At the American College of Surgeons, Clinical Congress 2021, in October, 2021, Kristine Kenning, MD, chief general surgery resident at Virginia Commonwealth University, presented results from a survey among 765 age-eligible (50 and older) adults for colorectal cancer (CRC) screening. Her team found that about 30% more of those who participated on the survey had completed stool-based tests when compared to before the pandemic.

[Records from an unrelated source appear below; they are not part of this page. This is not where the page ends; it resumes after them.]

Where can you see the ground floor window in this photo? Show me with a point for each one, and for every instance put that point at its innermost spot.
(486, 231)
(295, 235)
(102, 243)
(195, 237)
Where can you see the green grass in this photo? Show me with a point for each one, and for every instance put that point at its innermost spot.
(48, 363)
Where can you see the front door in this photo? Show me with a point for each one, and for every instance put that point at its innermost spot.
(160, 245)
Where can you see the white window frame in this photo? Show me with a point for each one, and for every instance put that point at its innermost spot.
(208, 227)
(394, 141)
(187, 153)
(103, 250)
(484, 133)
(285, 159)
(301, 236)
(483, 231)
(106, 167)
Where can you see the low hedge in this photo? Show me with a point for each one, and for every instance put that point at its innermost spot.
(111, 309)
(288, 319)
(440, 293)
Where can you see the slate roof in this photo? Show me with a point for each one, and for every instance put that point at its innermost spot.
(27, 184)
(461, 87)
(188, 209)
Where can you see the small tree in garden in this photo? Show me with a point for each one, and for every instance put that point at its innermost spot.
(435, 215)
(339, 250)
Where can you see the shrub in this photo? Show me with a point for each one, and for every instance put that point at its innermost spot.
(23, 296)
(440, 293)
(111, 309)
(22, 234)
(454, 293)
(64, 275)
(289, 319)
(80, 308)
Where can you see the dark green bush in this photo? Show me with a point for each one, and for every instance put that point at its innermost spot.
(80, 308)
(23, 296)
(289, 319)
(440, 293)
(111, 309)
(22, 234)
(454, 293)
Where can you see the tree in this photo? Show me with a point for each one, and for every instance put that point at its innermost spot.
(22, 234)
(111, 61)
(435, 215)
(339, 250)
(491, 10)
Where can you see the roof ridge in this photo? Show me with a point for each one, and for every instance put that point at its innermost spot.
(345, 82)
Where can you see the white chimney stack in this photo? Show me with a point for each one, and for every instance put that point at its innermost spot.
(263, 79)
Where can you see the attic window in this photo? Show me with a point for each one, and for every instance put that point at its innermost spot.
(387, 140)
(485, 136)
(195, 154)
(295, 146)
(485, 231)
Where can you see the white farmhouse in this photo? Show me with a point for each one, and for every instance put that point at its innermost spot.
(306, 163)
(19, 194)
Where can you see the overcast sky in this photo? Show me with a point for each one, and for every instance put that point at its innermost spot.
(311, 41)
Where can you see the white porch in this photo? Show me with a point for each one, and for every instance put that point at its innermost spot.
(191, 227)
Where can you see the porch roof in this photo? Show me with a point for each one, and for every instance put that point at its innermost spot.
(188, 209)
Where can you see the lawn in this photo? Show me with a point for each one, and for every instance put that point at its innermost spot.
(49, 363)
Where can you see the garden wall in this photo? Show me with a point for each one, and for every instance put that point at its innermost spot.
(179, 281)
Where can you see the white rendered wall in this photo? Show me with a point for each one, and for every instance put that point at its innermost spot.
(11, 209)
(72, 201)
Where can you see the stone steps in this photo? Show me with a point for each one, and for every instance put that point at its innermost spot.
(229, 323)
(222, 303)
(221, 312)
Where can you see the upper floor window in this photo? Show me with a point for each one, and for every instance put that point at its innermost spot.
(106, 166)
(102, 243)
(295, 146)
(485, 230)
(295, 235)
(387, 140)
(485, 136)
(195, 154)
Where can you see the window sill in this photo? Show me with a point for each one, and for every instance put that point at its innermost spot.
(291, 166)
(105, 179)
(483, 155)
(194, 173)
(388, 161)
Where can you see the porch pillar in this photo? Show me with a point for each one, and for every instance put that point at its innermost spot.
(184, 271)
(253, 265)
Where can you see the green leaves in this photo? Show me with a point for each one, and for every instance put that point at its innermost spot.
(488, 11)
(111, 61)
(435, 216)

The study also looked at how barriers to screening changed before and after the pandemic. They found about a 5% increase in the percentage of unemployed respondents, from 2.6% to 7.4%. Of the 41% of respondents who were concerned about co-pays, 57.6% said they delayed undergoing screening as a consequence.
It was also found that:
- 59% of respondents delayed their colonoscopy out of concern for COVID-19 exposure
- 48.1% were open to at-home fecal occult blood tests (FOBT) as an alternative
- 93% of them would get a follow up colonoscopy if the FOBT was positive
FOBT analyses blood in feces that is not visible to the naked eye. A positive result for this test would indicate lesions present in the digestive tract.
Impact of the Pandemic
Perception towards at-home tests and colonoscopies have changed as a result of the pandemic. More people now than before are uncomfortable undergoing a colonoscopy because of the associated costs and potential for exposure to COVID-19. At-home tests such as FOBTs may be potential alternatives to a colonoscopy.
Dr. Kenning explained the significance of her research findings in the Clinical Congress 2021 press release. “The key message from our findings is that barriers to screening have increased during the pandemic, and we have to find a way to work with the community to increase those rates. Our study found that people are compliant with, and willing to do, home-based fecal occult blood testing. This test provides a very important way for us to increase screening for colorectal cancer.”
Dr. Kenning noted that a larger survey is in the planning with principal investigator Carrie Miller, PhD, MPH, to further explore the changes in attitudes towards CRC screening. — Gargi Patel
Gargi Patel is a Colon Cancer Prevention Intern with the Colon Cancer Foundation.